The former Torneos y Competencias CEO, one of the men most deeply implicated in the FIFAgate scandal that broke in 2015, has given a protracted testimony to a New York court that has been in turns shocking, in turns menacing and at times veering into the plain bizarre. But it has captivated observers, who have followed every twist and turn of the case on social media thanks largely to a wonderful coverage from Buzzfeed journalist Ken Bensinger via Twitter.

At the centre of the case are allegations that production giants TyC, with Burzaco at the forefront, paid multi-million dollar bribes to late AFA president Julio Humberto Grondona and a host of senior executives from CONMEBOL and other South

American football federations to ensure the rights to broadcast Copa América tournaments. Burzaco, who was apprehended in a castle in Italy and extradited to the US on charges which include bribery and racketeering, pleaded guilty and turned witness in exchange for a lighter sentence.

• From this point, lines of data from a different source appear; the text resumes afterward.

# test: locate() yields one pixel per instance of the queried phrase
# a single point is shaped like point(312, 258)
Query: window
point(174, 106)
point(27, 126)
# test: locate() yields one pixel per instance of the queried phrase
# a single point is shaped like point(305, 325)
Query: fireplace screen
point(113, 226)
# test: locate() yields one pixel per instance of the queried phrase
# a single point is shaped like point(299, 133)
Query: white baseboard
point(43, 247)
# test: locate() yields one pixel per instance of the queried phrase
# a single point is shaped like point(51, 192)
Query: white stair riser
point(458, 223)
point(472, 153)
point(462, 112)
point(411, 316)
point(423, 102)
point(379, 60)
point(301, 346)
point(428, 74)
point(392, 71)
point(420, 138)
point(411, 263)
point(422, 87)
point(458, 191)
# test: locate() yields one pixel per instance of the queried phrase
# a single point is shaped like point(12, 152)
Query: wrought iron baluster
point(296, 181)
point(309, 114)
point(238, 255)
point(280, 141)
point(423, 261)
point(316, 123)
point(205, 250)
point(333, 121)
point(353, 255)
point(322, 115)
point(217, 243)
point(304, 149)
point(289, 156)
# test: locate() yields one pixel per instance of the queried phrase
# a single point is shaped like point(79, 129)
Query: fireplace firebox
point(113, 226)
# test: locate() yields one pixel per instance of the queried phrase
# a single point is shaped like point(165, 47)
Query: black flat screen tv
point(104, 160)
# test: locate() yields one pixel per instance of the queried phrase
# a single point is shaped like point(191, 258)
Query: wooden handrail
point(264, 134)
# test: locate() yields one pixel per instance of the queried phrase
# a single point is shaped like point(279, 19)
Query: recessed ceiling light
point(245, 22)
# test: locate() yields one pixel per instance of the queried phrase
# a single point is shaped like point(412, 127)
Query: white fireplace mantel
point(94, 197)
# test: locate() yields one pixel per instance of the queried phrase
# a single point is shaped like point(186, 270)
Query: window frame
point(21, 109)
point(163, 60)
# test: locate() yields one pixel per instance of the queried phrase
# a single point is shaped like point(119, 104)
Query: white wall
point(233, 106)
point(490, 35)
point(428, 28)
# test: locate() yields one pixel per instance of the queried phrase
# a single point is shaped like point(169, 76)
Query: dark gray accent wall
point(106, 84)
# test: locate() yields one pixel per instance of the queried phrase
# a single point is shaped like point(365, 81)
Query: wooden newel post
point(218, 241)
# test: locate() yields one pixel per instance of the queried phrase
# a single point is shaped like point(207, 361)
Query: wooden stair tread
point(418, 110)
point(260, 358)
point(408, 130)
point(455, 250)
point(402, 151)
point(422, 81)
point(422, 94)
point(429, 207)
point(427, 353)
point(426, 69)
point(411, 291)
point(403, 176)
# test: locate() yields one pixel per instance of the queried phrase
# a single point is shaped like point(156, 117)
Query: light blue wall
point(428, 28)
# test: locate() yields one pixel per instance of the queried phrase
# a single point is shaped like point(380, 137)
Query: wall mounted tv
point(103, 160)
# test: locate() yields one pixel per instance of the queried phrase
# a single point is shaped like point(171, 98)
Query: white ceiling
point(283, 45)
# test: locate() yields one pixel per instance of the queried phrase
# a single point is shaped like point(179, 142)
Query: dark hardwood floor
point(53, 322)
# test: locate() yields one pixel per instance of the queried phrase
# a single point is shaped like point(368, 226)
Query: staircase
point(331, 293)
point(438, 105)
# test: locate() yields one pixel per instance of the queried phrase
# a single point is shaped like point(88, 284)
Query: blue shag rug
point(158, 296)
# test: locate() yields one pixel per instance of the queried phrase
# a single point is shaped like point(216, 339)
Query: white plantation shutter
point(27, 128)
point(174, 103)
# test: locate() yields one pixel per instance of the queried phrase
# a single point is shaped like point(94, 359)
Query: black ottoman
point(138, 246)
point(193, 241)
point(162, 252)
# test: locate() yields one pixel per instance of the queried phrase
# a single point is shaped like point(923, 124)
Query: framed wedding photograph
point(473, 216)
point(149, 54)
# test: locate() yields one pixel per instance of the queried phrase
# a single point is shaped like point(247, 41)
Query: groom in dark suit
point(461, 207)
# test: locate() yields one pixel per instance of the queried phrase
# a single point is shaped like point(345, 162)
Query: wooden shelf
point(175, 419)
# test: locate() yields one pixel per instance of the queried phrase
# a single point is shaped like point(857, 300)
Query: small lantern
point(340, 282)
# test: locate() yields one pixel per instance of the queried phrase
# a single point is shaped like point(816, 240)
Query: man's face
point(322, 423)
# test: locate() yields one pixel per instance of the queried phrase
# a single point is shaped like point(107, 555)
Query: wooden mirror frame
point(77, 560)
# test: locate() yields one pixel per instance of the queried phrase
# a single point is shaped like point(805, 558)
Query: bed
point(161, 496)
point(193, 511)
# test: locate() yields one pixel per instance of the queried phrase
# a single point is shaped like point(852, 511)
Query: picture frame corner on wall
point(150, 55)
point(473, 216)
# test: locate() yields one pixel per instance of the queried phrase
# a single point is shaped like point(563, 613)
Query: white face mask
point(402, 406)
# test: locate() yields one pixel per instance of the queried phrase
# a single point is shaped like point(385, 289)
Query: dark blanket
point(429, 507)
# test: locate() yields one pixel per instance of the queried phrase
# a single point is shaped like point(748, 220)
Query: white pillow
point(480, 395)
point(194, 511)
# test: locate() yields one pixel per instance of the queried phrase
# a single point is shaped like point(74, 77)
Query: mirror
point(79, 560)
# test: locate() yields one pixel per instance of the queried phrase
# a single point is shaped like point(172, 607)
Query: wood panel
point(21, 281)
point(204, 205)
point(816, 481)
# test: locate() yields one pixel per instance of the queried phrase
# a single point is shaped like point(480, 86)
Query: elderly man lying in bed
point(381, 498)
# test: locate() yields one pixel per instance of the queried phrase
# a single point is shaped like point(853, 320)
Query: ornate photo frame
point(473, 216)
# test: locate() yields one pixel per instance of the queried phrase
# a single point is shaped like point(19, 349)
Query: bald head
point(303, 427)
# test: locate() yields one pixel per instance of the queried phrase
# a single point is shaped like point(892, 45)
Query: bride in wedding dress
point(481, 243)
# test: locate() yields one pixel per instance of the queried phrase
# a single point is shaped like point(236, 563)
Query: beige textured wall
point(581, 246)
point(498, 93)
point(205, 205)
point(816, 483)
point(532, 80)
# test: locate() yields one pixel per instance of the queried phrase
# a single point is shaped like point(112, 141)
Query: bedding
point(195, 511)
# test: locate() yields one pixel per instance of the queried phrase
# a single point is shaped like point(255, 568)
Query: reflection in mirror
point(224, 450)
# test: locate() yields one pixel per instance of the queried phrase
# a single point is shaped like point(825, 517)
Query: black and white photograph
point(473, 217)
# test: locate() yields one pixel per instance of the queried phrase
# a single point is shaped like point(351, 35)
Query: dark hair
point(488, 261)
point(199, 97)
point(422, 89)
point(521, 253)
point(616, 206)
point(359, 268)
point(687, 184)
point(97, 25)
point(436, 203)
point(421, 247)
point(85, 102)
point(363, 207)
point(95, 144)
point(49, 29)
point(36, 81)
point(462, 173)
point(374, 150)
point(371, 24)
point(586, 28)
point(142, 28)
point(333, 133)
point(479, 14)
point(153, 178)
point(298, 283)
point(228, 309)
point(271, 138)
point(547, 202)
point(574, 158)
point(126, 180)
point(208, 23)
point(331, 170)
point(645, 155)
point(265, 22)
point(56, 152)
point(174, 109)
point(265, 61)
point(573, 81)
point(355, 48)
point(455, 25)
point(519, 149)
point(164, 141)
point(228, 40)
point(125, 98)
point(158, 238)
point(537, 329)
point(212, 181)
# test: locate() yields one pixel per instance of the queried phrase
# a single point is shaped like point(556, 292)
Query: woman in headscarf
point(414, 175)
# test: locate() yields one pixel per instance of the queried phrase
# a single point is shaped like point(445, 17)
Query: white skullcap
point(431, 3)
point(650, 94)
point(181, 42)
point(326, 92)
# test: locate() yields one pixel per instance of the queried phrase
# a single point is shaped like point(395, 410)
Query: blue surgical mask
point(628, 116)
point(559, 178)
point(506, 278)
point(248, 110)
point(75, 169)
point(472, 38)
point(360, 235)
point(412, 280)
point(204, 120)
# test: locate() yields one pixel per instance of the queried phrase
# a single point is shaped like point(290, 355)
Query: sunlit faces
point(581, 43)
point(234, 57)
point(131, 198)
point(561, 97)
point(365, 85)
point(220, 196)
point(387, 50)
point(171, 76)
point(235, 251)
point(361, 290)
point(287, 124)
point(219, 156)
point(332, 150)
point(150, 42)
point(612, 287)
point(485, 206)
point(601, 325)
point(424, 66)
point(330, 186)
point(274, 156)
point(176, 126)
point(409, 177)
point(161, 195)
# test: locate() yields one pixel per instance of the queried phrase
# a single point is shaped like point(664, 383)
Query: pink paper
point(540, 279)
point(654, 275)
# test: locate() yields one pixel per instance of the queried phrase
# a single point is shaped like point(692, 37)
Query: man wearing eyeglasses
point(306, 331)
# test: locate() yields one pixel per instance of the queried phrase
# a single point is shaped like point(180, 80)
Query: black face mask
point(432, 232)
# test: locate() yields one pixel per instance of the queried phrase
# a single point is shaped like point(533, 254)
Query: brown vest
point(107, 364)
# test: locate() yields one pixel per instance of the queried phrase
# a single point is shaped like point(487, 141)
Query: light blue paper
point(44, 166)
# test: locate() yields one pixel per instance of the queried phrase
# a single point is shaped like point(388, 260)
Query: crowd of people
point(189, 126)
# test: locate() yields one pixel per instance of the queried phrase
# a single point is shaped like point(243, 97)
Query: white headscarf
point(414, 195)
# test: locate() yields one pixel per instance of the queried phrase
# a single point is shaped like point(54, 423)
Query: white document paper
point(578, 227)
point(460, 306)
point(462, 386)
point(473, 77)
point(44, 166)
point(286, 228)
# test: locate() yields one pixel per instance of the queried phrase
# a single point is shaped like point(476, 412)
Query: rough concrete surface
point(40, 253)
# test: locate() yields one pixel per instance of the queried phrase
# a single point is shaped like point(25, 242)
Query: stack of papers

One of the more curious snippets of information to have emerged from the testimony are the nicknames allegedly given to those involved to hide identities. Grondona, for example, was dubbed the ‘Pope’, while other federation chiefs – according to the words of former Full Play executive Santiago Peña, another witness – were given the names of car manufacturers: Paraguay’s ex-CONMEBOL head Juan Ángel Napout was known as ‘Honda,’ Chile’s Sergio Jadue ‘KIA,’ Grondona’s right-hand man José Luis Meiszner ‘Peugeot.’ In that way illicit payments to those implicated were allegedly concealed on the balance books.

Peru’s Manuel Burga, meanwhile, provided a moment that proved sinister and borderline ridiculous in equal measure. Burzaco at one point was left in tears on the witness stand after the defendant appeared to make a throat-slitting motion from his seat in the courthouse; his lawyer later contended that he was merely scratching his neck. The same man was accused of letting his tongue slip after a few glasses of wine: “he used to drink too much,” recalled Burzaco, “and when he did he was less careful with his words than usual.”

Burzaco, however, did not stop at fingering those at the top of South American football. Two ex-coordinators of the government-backed Fútbol para Todos programme were accused of taking US$4 million in bribes from Torneos, although it is not entirely clear under what circumstances and why payment was offered given that the advent of the new broadcasts in 2009 removed Torneos from production of Primera División games. One of that pair, Jorge Delhon, tragically threw himself under a Roca Line train in Lanús hours after hearing the testimony, leaving a short note that said simply, “I love you, I can’t believe it.”

US television giants Fox Sports were also named in Burzaco’s deposition as offering bribes to FIFA officials during the period. The group has emphatically denied the charges, stating that they had no link to a subsidiary of Fox which worked as a partner of Torneos during the period in question. So far, so damningly comprehensive. But Burzaco’s revelations nevertheless leave a few gaping holes for those prepared to look a little deeper.

The ex-CEO was careful to extricate the Clarín group from any suspicion of participating or even having prior knowledge of this immense bribery ring, a fairly shocking leap of faith given the multimedia giants’ position as partners of Torneos in several ventures including the TyC Sports channel. Why, additionally, was Fox given free rein to bid for and secure Primera División rights this year by the AFA when the outlet was already under suspicion of corruption? The position of Burzaco’s brother Eugenio, too, demands closer attention. The politician, who previously acted as head of the Metropolian Police in Mauricio Macri’s Buenos Aires mayoral administration and is now Security secretary, managed to pull together US$20 million in bail money – US$50,000 of which was loaned by another City functionary, current Modernisation minister Andy Freire – in order to secure his brother’s release from custody in the US. It has now emerged that he shared ownership alongside Alejandro of an bank account linked to an offshore shell company, which was not declared to tax authorities. If their dealings were so tightly interwoven, it is almost inconceivable to think that such a senior public servant had no knowledge of these shady activities.

It is clear that while Burzaco’s words will continue to reverberate, this is far from the end of the story that rocked football in 2015. FIFAgate has only just started to be felt, and more than a few public figures in and out of the game will be nervously waiting to see if their names emerge from the New York courthouse that has suddenly taken centre-stage.